Given that the reference to “Energy Union” is not to a legal term or concept, it is encouraging from a legal perspective that paragraph 9 of the Explanatory Memorandum of the amended IGA Decision makes absolutely clear that “the relevant Union energy policy objectives, solidarity between Member States and Union policy positions adopted in Council or European Council conclusions…should not form part of the legal assessment undertaken by the Commission of IGAs before they are concluded”.

As such, pursuant to Article 5 of the amended IGA Decision which entered into force yesterday an IGA between a MS and a third country concerning oil and gas can only be signed after the Commission has assessed whether it is compatible with EU law.   Up until now such IGAs were subject to such an assessment by the Commission only after they were concluded.

The removal of references to the Energy Union from the IGA Decision is therefore a very positive development since it reinforces legal certainty and clarity. And legal certainty and clarity are key to ensuring investment in new energy infrastructure in the EU. We are currently in the third round for listings of Projects of Common Interest. The next list will be drawn up by November of this year. Given the currently low gas prices and the expected arrival of cheap LNG from the United States, the stability, certainty and clarity of the EU regulatory framework is vital for the realisation of new infrastructure projects, be it for the construction of LNG Terminals, inter-connectors or ambitious deep sea pipelines such as the East Med pipeline.

Lack of clarity and certainty as the nature and scope of the solidarity obligations imposed on MS under the Revised SOS Regulation held up its adoption. Last Thursday finally saw agreement between the Parliament and the Council on the final text of the amended SOS Regulation. The three principal new provisions of the Revised SOS Regulation are as follows.
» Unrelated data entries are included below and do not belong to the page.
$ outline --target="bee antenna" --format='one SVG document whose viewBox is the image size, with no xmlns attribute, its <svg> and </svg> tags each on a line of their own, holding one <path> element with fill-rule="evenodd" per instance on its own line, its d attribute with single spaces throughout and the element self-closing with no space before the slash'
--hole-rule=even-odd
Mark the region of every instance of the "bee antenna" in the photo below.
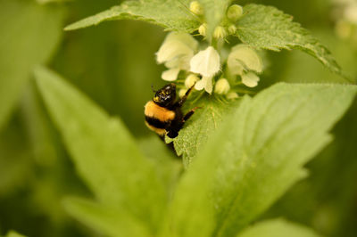
<svg viewBox="0 0 357 237">
<path fill-rule="evenodd" d="M 153 90 L 154 93 L 156 93 L 156 92 L 157 92 L 155 89 L 154 89 L 153 84 L 151 85 L 151 89 Z"/>
</svg>

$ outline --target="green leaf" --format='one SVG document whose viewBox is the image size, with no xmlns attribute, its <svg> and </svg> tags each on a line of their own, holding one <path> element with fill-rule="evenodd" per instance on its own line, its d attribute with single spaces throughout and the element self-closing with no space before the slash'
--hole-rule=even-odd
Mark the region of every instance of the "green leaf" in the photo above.
<svg viewBox="0 0 357 237">
<path fill-rule="evenodd" d="M 54 72 L 36 70 L 38 88 L 79 175 L 102 203 L 130 213 L 154 233 L 166 205 L 163 184 L 123 123 Z"/>
<path fill-rule="evenodd" d="M 109 236 L 145 237 L 149 232 L 130 213 L 104 207 L 80 198 L 67 198 L 64 207 L 68 213 L 88 227 Z"/>
<path fill-rule="evenodd" d="M 207 36 L 210 37 L 214 29 L 221 22 L 231 0 L 199 0 L 198 2 L 204 10 L 204 17 L 208 25 Z"/>
<path fill-rule="evenodd" d="M 224 115 L 235 106 L 211 97 L 201 100 L 197 104 L 202 108 L 195 112 L 173 140 L 175 151 L 178 156 L 182 155 L 185 167 L 189 166 L 197 151 L 220 126 Z"/>
<path fill-rule="evenodd" d="M 243 43 L 259 49 L 302 50 L 318 59 L 332 72 L 342 74 L 329 51 L 293 17 L 272 6 L 248 4 L 237 22 L 237 36 Z"/>
<path fill-rule="evenodd" d="M 214 236 L 237 234 L 306 176 L 303 165 L 331 141 L 328 131 L 356 91 L 353 86 L 278 84 L 245 97 L 181 179 L 168 225 L 177 233 L 193 225 L 209 233 L 208 222 L 216 225 Z"/>
<path fill-rule="evenodd" d="M 173 190 L 174 185 L 182 172 L 182 161 L 170 151 L 157 136 L 149 136 L 138 141 L 138 145 L 145 157 L 150 159 L 156 168 L 161 180 L 165 184 L 168 195 Z"/>
<path fill-rule="evenodd" d="M 273 219 L 260 222 L 244 230 L 237 237 L 320 237 L 313 230 L 287 222 Z"/>
<path fill-rule="evenodd" d="M 7 233 L 5 237 L 26 237 L 25 235 L 20 234 L 17 232 L 10 231 Z"/>
<path fill-rule="evenodd" d="M 57 45 L 62 18 L 59 7 L 0 0 L 0 129 L 15 107 L 33 66 L 46 62 Z"/>
<path fill-rule="evenodd" d="M 127 1 L 65 28 L 73 30 L 97 25 L 105 20 L 131 19 L 163 27 L 166 30 L 191 33 L 198 29 L 199 20 L 190 12 L 188 0 Z"/>
</svg>

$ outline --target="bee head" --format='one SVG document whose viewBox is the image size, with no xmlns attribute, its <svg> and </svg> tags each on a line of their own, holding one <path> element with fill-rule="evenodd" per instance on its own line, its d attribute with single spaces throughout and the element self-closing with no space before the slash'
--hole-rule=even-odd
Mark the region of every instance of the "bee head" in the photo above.
<svg viewBox="0 0 357 237">
<path fill-rule="evenodd" d="M 155 92 L 153 101 L 160 106 L 168 107 L 173 104 L 176 100 L 176 85 L 173 83 L 164 86 Z"/>
</svg>

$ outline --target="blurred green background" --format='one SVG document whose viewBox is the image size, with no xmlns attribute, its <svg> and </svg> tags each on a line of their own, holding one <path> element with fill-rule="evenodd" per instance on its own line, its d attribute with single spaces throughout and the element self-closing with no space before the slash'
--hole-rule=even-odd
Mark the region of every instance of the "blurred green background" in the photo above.
<svg viewBox="0 0 357 237">
<path fill-rule="evenodd" d="M 48 3 L 47 3 L 48 2 Z M 46 64 L 111 115 L 136 137 L 151 133 L 143 106 L 159 87 L 162 66 L 154 53 L 165 32 L 131 20 L 64 32 L 63 27 L 120 1 L 0 0 L 0 235 L 14 229 L 28 236 L 98 236 L 71 219 L 62 199 L 91 194 L 49 119 L 32 78 Z M 341 38 L 342 17 L 332 1 L 237 1 L 271 4 L 294 15 L 357 78 L 357 37 Z M 299 52 L 270 53 L 261 89 L 278 81 L 343 83 Z M 262 218 L 286 217 L 326 236 L 357 236 L 357 102 L 334 128 L 336 140 L 308 165 L 297 184 Z"/>
</svg>

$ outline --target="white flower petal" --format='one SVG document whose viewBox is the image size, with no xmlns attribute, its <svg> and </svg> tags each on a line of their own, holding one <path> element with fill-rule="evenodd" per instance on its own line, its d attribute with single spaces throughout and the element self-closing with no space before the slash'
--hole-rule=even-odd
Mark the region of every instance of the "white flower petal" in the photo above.
<svg viewBox="0 0 357 237">
<path fill-rule="evenodd" d="M 196 83 L 199 80 L 200 80 L 200 78 L 196 75 L 195 75 L 195 74 L 188 75 L 185 80 L 186 88 L 190 88 L 192 86 L 195 85 L 195 83 Z"/>
<path fill-rule="evenodd" d="M 234 100 L 239 97 L 239 95 L 235 92 L 229 92 L 226 96 L 228 100 Z"/>
<path fill-rule="evenodd" d="M 212 46 L 209 46 L 191 59 L 190 66 L 192 72 L 203 77 L 213 77 L 220 69 L 220 54 Z"/>
<path fill-rule="evenodd" d="M 261 73 L 262 71 L 262 62 L 258 53 L 250 46 L 238 45 L 232 48 L 228 55 L 228 66 L 229 71 L 235 75 L 242 75 L 241 67 L 246 69 Z M 237 73 L 240 72 L 240 73 Z"/>
<path fill-rule="evenodd" d="M 189 69 L 189 63 L 194 56 L 194 52 L 191 51 L 187 54 L 183 54 L 179 57 L 176 57 L 171 61 L 169 61 L 165 63 L 165 67 L 169 69 L 173 69 L 173 68 L 179 68 L 180 69 L 183 70 L 188 70 Z"/>
<path fill-rule="evenodd" d="M 174 81 L 178 78 L 179 69 L 171 69 L 162 72 L 162 78 L 165 81 Z"/>
<path fill-rule="evenodd" d="M 204 90 L 206 92 L 208 92 L 209 94 L 212 94 L 212 90 L 213 90 L 213 86 L 212 86 L 212 78 L 209 77 L 209 78 L 203 78 L 206 79 L 206 85 L 204 86 Z"/>
<path fill-rule="evenodd" d="M 190 34 L 187 33 L 171 32 L 166 37 L 165 42 L 171 40 L 180 41 L 186 45 L 189 46 L 194 51 L 197 50 L 198 47 L 198 42 Z"/>
<path fill-rule="evenodd" d="M 201 91 L 203 89 L 211 94 L 213 90 L 212 86 L 212 77 L 203 77 L 201 80 L 197 81 L 195 85 L 195 89 Z"/>
<path fill-rule="evenodd" d="M 214 93 L 219 94 L 227 94 L 230 90 L 230 86 L 226 78 L 220 78 L 216 82 Z"/>
<path fill-rule="evenodd" d="M 242 75 L 242 82 L 248 87 L 255 87 L 258 86 L 259 77 L 253 72 L 248 72 Z"/>
<path fill-rule="evenodd" d="M 203 79 L 201 79 L 195 84 L 195 89 L 196 89 L 197 91 L 201 91 L 204 88 L 204 86 L 205 82 L 203 81 Z"/>
</svg>

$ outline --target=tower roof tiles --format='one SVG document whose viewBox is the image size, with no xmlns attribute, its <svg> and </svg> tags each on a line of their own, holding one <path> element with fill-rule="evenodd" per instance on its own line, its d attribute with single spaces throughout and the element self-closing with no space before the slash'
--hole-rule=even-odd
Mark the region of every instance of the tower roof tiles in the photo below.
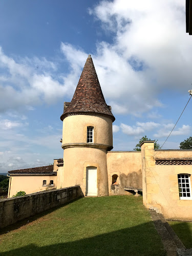
<svg viewBox="0 0 192 256">
<path fill-rule="evenodd" d="M 67 102 L 69 103 L 69 102 Z M 94 65 L 89 55 L 84 65 L 71 102 L 66 106 L 60 119 L 69 115 L 96 114 L 115 120 L 110 107 L 105 102 Z"/>
</svg>

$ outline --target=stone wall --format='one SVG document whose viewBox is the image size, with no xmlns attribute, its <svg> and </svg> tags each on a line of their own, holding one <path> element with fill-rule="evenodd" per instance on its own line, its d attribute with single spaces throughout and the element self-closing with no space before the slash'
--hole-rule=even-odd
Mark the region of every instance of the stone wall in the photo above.
<svg viewBox="0 0 192 256">
<path fill-rule="evenodd" d="M 79 186 L 0 200 L 0 228 L 82 196 Z"/>
<path fill-rule="evenodd" d="M 106 154 L 109 194 L 128 194 L 125 188 L 142 188 L 141 153 L 140 152 L 111 151 Z M 117 175 L 113 184 L 113 175 Z"/>
<path fill-rule="evenodd" d="M 178 178 L 186 174 L 192 190 L 192 151 L 157 152 L 153 141 L 144 141 L 141 154 L 144 205 L 166 219 L 192 220 L 192 197 L 180 197 Z"/>
</svg>

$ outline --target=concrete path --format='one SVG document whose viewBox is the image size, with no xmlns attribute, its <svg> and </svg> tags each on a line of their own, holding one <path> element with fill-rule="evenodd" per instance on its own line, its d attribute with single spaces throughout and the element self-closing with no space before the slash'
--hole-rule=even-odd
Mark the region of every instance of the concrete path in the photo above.
<svg viewBox="0 0 192 256">
<path fill-rule="evenodd" d="M 170 227 L 163 215 L 155 210 L 149 210 L 155 227 L 161 237 L 164 250 L 167 256 L 178 256 L 181 252 L 186 251 L 186 248 Z M 189 255 L 190 254 L 183 254 Z M 192 256 L 191 255 L 191 256 Z"/>
</svg>

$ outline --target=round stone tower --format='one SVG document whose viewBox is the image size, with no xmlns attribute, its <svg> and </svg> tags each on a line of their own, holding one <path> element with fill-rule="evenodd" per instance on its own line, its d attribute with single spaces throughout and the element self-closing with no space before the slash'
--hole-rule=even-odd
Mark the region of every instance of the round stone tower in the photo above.
<svg viewBox="0 0 192 256">
<path fill-rule="evenodd" d="M 108 195 L 106 152 L 113 148 L 111 107 L 89 55 L 71 102 L 64 103 L 63 173 L 58 187 L 79 185 L 85 196 Z"/>
</svg>

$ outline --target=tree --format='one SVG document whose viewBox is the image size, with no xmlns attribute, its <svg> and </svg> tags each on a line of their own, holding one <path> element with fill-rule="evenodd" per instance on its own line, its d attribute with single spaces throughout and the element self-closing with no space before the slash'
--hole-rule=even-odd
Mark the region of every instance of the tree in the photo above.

First, a solidarity obligation is imposed on MS to help neighbouring MS to ensure gas supply to households and essential social services so that in an emergency such customers will be prioritised over the supply to consumers other than households and essential social services in neighbouring Member States. Second,) MS are required to coordinate at a regional level and develop a common approach to security of gas supply. Third, gas companies are required to notify long term contracts that are relevant for security of supply which represent 28% of the annual gas consumption of a MS to the Commission. Importantly, the Commission’s proposal to extend the solidarity obligation of MS to cover countries signatories to the Energy Community Treaty (including Ukraine and Georgia) was rejected by the Council after DG Legal confirmed that it was incompatible with the provisions of the Lisbon Treaty. The final version of the Regulation makes no reference to the Energy Union either.

The attention of the gas sector will now turn to the Winter Package. Although this legislation concerns electricity the potential impact on gas is significant not least because it sets out the templates for national energy and climate change plans, contain references to the Energy Union, proposes to alter the decision making mechanism for ACER and seeks to introduce regional bodies which are not envisaged under the Lisbon Treaty.